Papi politique

Ancien secrétaire d’État communiste au patrimoine et à la décentralisation culturelle sous Jospin, Michel Duffour s’attache aujourd’hui à être un grand-père de qualité. Sans renier son goût pour le débat d’idées

Il a le sourire malicieux d’un papi jovial. Et la poignée de main ferme de l’homme politique. A 67 ans, Michel Duffour raconte trouver « une joie certaine » à accompagner ses petits-enfants au tennis, au cheval et à leur faire réciter leurs leçons. Ce temps qu’il leur donne est celui qu’il n’a pas consacré à ses propres enfants, trop pris par ses responsabilités publiques.

« Je suis en rêve plus quotidien, sourit-il, je tâche de bien faire ce que l’on me confie. » Être un bon grand-père, un bon père, un bon époux et un bon copain. Mais l’engagement politique lui colle à la peau. Parrain de sans-papiers, il tanne le préfet des Hauts-de-Seine pour obtenir des régularisations. Et hier encore, une vingtaine de voisins avaient rendez-vous chez lui, à Nanterre, avec le maire sortant, communiste et candidat de la gauche (PC-PS-Verts et MRC) aux municipales, Patrick Jarry.

Même s’il se considère « en bout de piste », Michel Duffour a encore envie de débattre. 

« Lutter pour les sans-papiers, défendre un cinéma et une littérature de qualité et se mobiliser pour les droits de la caissière de chez Auchan ou du précaire de chez Virgin, tout cela doit aller en ensemble », clame-t-il, convaincu.
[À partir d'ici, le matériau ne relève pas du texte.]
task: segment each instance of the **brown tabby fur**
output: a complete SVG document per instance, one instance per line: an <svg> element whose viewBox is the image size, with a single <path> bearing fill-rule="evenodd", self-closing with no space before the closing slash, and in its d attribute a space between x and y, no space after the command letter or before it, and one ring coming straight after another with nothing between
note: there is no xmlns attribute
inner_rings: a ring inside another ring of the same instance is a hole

Après plus de trente ans au comité central du Parti Communiste, l’ancien sénateur des Hauts-de-Seine estime que de nouvelles formes de mobilisation et de discours sont à inventer pour rendre plus attractives les idées communistes.

D’un rire goguenard qui laisse apparaître ses dents en bataille, l’homme admet avoir toujours eu « un avis sur tout », au point d’être un peu « casse-pieds » pour les autres.
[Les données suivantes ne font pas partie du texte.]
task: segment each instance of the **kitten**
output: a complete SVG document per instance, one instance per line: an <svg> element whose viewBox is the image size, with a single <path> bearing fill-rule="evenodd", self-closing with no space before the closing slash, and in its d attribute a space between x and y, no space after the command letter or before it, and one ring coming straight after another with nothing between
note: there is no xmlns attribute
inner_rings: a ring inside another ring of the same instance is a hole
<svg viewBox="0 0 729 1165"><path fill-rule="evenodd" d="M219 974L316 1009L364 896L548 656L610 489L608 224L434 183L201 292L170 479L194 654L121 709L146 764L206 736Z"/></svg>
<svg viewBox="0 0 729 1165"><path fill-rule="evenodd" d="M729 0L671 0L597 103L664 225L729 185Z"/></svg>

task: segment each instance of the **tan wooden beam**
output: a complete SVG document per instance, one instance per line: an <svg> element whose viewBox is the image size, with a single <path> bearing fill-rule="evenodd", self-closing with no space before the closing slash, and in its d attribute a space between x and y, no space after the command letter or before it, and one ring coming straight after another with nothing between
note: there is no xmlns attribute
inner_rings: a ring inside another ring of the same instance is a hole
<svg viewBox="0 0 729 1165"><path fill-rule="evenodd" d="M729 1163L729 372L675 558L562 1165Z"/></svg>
Au lycée déjà, le futur bachelier de philo milite parmi ses camarades et défie les professeurs en partisan de la révolution castriste. Quelques années plus tard, au printemps 1963, il est le seul enseignant gréviste au collège de Rueil-Malmaison. Certain d’avoir raison, il campe pendant une heure avec ses élèves dans la cour.
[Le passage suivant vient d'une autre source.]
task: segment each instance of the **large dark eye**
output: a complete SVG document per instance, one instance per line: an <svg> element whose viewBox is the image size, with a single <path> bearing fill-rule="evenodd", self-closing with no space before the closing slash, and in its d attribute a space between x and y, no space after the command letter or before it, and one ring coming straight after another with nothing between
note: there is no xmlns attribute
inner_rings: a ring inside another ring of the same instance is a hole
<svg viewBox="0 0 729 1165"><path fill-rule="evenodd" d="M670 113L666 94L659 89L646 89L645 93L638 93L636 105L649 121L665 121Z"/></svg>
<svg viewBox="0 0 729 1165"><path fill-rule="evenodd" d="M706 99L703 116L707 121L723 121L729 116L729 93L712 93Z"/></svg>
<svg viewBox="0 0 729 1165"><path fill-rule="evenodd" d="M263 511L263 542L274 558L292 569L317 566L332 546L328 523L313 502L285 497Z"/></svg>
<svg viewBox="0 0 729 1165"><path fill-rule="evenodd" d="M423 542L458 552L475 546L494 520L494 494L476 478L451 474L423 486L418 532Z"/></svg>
Aujourd’hui, le communiste reconnaît que son engagement a même influencé une bonne part de sa vie personnelle. Beaucoup de ses amis enseignants, connaissances de vacances en camping ou compagnons de bateau sont du même bord politique. Mais depuis son adhésion au Parti Communiste à 19 ans, Michel Duffour a appris à manier un langage plus mesuré, « une certaine langue de bois » observe-t-il. Et avance faire attention aux idées toutes faites. Si le militant et le responsable politique en lui ont changé, ses valeurs sont les mêmes : générosité, laïcité, école publique. Né dans une famille de postiers, « modeste mais pas pauvre », Michel Duffour a grandi dans le quartier des Halles à Paris. Dans un foyer uni où le monopoly et le coca-cola, symboles des puissances d’argent, n’avaient pas droit de cité. Des lectures engagées – L’espoir de Malraux et Les chemins de la liberté de Sartre, auront aidé le fils à transformer les réflexions politiques des parents en actes et débats argumentés.

C’est donc naturellement que l’homme de 67 ans retourne aujourd’hui vers ce qui lui a donné sa force : la famille.